The approach described here operates based only on local knowledge, which seems an important consideration for networks with power-constrained nodes. The authors suggest, as evaluated more completely in the other reading for today, that intermediate processing of data may yield even greater benefits.

Citation: S. Madden, M.F. Hellerstein, and W. Hong, “TAG: A Tiny AGgregation Service for Ad-Hoc Sensor Networks,” Proc. 5th Usenix Symp. Operating Systems Design and Implementation, Usenix Assoc., 2002, pp. 131–146.

Since the data extracted from sensor networks is often in the form of summaries, or aggregations, this paper makes the argument that aggregation of data should be considered, and made available, as a core service on sensor networks. TAG, an aggregation service for ad hoc networks based on the TinyOS platform is presented and evaluated.

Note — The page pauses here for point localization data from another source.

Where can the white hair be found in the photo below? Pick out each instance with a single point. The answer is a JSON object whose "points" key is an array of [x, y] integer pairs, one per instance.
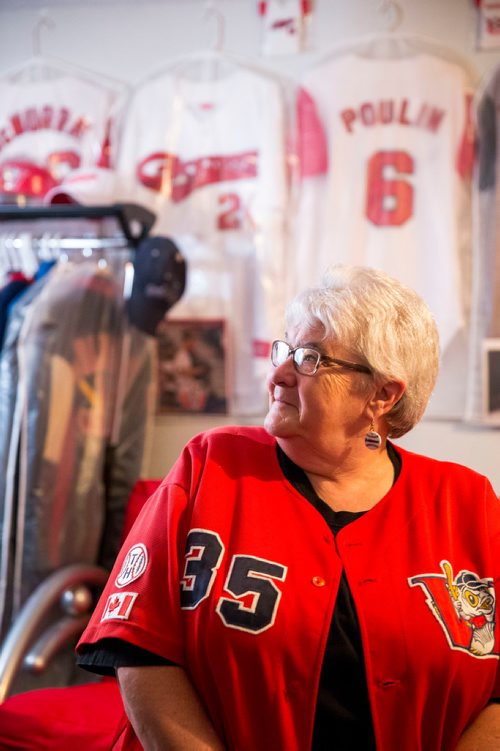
{"points": [[385, 324]]}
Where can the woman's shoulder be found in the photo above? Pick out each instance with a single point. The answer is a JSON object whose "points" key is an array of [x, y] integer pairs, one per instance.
{"points": [[431, 468], [233, 435]]}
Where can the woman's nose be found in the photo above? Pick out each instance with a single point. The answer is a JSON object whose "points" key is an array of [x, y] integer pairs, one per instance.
{"points": [[284, 373]]}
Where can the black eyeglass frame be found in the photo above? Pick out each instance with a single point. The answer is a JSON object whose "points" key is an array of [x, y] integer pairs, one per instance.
{"points": [[321, 359]]}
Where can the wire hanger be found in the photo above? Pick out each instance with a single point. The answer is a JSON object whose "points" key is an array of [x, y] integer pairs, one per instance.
{"points": [[42, 67], [392, 12], [212, 12]]}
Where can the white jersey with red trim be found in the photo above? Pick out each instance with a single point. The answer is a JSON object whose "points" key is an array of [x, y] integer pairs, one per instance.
{"points": [[232, 574], [47, 129], [211, 164], [393, 195]]}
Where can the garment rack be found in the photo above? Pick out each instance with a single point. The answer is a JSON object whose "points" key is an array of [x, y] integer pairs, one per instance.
{"points": [[135, 221]]}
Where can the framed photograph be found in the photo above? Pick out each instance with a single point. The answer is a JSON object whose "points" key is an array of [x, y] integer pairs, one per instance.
{"points": [[491, 381], [192, 366]]}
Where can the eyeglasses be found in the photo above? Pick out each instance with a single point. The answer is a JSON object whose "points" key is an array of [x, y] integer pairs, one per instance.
{"points": [[307, 360]]}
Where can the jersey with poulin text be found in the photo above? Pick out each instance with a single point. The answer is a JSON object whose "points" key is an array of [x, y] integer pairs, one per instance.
{"points": [[394, 194], [232, 574]]}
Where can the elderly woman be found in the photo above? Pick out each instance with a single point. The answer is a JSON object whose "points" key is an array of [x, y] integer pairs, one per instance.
{"points": [[309, 585]]}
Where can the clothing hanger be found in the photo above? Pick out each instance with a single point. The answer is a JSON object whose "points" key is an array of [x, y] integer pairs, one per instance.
{"points": [[42, 67], [398, 45]]}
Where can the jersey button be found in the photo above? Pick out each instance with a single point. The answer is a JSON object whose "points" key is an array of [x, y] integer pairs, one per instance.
{"points": [[318, 581]]}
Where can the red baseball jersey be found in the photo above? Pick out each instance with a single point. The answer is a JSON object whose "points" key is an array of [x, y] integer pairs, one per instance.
{"points": [[233, 574]]}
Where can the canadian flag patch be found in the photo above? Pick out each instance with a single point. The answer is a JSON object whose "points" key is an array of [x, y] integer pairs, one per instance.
{"points": [[118, 606]]}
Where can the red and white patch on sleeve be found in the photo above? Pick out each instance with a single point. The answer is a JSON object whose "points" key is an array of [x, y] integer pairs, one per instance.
{"points": [[118, 606], [134, 565]]}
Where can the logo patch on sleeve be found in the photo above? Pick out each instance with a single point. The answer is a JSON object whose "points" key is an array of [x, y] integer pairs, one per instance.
{"points": [[118, 606], [134, 565]]}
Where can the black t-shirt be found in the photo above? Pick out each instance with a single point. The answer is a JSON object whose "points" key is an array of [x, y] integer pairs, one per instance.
{"points": [[343, 718]]}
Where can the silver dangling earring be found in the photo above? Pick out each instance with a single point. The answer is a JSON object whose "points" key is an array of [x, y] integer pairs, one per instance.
{"points": [[373, 440]]}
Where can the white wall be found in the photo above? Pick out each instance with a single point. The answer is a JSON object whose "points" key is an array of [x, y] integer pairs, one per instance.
{"points": [[127, 40]]}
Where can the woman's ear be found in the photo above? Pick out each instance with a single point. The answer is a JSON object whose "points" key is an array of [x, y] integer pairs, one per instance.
{"points": [[386, 396]]}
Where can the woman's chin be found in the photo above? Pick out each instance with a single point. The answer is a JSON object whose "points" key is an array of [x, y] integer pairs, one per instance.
{"points": [[280, 421]]}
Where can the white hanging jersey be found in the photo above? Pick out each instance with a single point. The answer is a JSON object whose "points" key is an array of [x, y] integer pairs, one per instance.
{"points": [[392, 194], [485, 318], [209, 158], [48, 129]]}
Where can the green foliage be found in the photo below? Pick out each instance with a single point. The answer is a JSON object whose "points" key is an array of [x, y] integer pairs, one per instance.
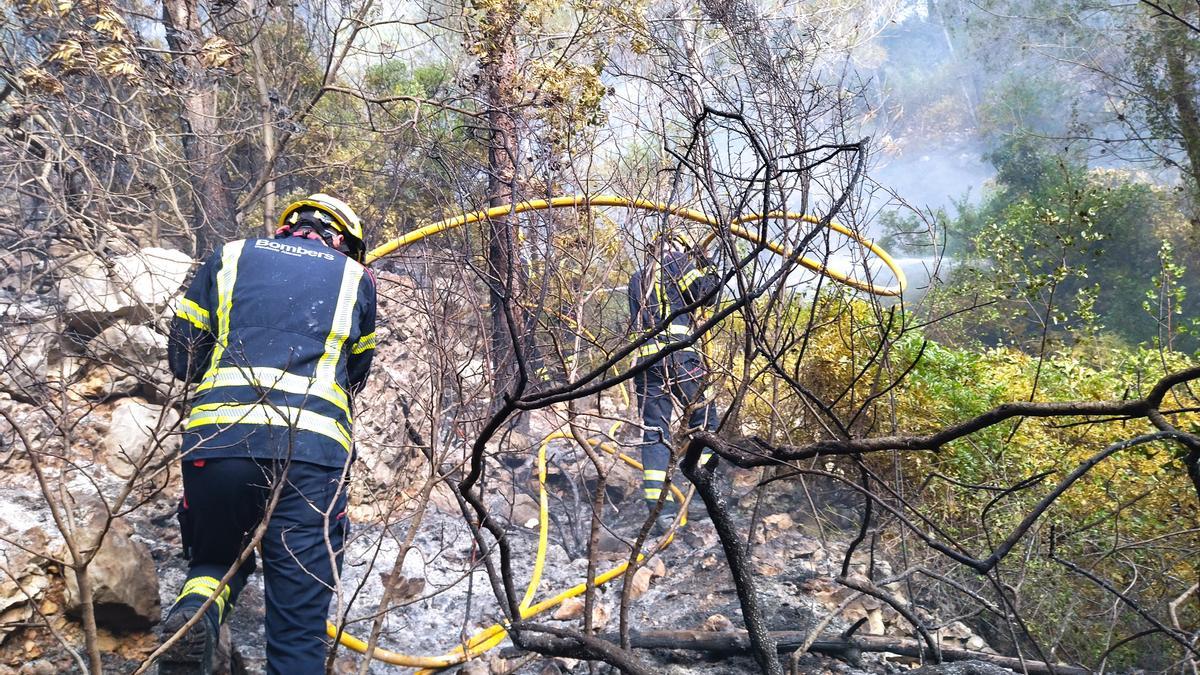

The two essential features of TAG are a declarative data collection language, inspired by SQL, and the mechanisms for distribution and aggregation of queries across the sensor network, keeping in mind power, time and other constraints, as well as lossy links. The use of a high level language for data collection allows a number of end-to-end optimizations which result in lower data demands on the network, and easier recovery from data losses in the aggregation process. A classification is presented of different types of aggregate functions, with interesting implications for the processing requirements and sensitivity to network losses, for different kinds of aggregates.

One of the decisions taken for design of the routing protocol is to use only symmetric links; asymmetric links are blacklisted. The authors state that this is a common decision in wireless ad hoc networks, but I am not clear as to why this would be so. TAG uses a tree-based routing scheme, with periodic announcements to keep the tree up-to-date. The number of messages transmitted by a node obviously has significant effects on power consumption, which is why the authors make the argument that it therefore makes sense to process data within the network, a trade-off of power consumed due to aggregation-related processing against that consumed due to message transmission. To minimize transmissions, parents in the routing tree aggregate data from children, received over parent-specified time intervals, before passing it up the tree. In contrast, a centralized aggregation mechanism would require parents to forward every message received from children as-is.

In simulations, it is demonstrated that TAG, at worst, approximates the behaviour of centralized approaches in terms of the number of messages transmitted. At best, with aggregation functions which return single, or small sets, values, it results in an order of magnitude reduction in the number of messages transmitted.

I found this paper was useful in how it made me think about the ways in which application layer abstractions (the query interface) could be optimized in different ways (aggregation functions) over the functioning of a network.